From: [identity profile] ethelmay.livejournal.com
Rape in general is not, no. I think you could make a case for analyzing men-on-women rape as a specific cultural phenomenon, but it's wrong that it was considered the only kind for so long. I would say that various kinds of rape are still very much used to enforce the kyriarchy in different ways -- prison rape of both men and women is tolerated for that reason, for instance, and fraternity/sports-team rape rituals as well. And you certainly still get misogynists arguing that rape within marriage is a meaningless concept and the laws about marital exceptions ought to be brought back.

I suppose the basic value I'm defending here is bodily autonomy (hence sexual and reproductive choice, among other things), and while men and boys frequently have it taken from them as well, they aren't seen as lacking it by default.

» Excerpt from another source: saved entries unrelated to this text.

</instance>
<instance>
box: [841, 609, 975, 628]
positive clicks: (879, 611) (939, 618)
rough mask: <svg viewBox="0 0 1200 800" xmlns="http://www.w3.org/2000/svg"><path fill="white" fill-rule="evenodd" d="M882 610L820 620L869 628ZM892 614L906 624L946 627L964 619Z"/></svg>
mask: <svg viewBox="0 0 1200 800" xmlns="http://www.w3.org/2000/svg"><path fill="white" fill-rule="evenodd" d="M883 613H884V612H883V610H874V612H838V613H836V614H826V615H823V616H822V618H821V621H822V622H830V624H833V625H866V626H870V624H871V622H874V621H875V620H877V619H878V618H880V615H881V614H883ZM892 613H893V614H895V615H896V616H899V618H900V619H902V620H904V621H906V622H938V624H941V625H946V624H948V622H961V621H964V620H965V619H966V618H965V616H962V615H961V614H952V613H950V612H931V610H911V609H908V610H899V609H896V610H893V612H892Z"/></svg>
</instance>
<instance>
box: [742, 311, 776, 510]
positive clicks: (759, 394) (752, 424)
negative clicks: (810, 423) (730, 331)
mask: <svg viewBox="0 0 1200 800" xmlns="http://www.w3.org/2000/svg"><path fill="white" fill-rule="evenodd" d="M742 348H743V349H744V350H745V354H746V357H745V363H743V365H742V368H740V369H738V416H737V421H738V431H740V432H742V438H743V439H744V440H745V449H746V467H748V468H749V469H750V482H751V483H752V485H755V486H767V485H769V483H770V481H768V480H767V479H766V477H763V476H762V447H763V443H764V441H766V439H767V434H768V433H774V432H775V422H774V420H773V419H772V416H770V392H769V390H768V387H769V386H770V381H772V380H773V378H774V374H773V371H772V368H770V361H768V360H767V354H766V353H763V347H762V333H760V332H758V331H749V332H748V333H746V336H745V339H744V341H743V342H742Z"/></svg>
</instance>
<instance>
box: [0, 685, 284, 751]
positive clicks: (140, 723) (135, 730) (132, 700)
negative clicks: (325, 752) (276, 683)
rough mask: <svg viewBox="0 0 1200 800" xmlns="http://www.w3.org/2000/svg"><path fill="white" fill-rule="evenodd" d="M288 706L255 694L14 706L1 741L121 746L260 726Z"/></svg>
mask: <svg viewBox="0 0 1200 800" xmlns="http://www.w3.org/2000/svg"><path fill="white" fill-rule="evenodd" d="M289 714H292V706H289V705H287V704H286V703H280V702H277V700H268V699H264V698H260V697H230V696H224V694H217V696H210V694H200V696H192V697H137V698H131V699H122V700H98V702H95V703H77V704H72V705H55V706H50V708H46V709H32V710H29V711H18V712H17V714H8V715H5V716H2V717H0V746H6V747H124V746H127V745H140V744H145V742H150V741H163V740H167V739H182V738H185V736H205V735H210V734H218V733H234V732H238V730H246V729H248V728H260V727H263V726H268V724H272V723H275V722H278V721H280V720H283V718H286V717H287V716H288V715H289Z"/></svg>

Date: 2015-01-14 12:29 am (UTC)
From: [identity profile] ethelmay.livejournal.com
BTW: McCaughey posts (along with her colleague, Jill Cermele) at https://seejanefightback.wordpress.com/ , if you want to see her current take on stuff. They lose major points, IMO, for taking the date-rape-drug-detecting nail polish thing seriously.

Re: nail polish vs defensive driving

Date: 2015-01-14 03:11 am (UTC)
From: [identity profile] ethelmay.livejournal.com
The nail polish thing struck me as an incredibly bad reading of the odds. In addition to victim blaming, individual solutions not being much good for societal problems, yada yada yada, it just seemed silly. Who uses Ultra-Special Nail Polish every day for a decade or so because of the off chance that one day they will run into a roofie-wielding dude? (Or dudette, I suppose.) That seems like something that would just cause me far more anxiety than the thing it's meant to prevent -- unlike self-defense, which has a good chance of increasing your well-being even if you never need to use it.

Re: nail polish vs defensive driving

Date: 2015-01-14 05:54 am (UTC)
From: [identity profile] ethelmay.livejournal.com
Whoa, that's interesting. Well, then the See Jane Fight Back authors should have realized that, instead of assuming it was all about the anti-rape. Heck, the nail polish people should have realized that, if they'd done their homework.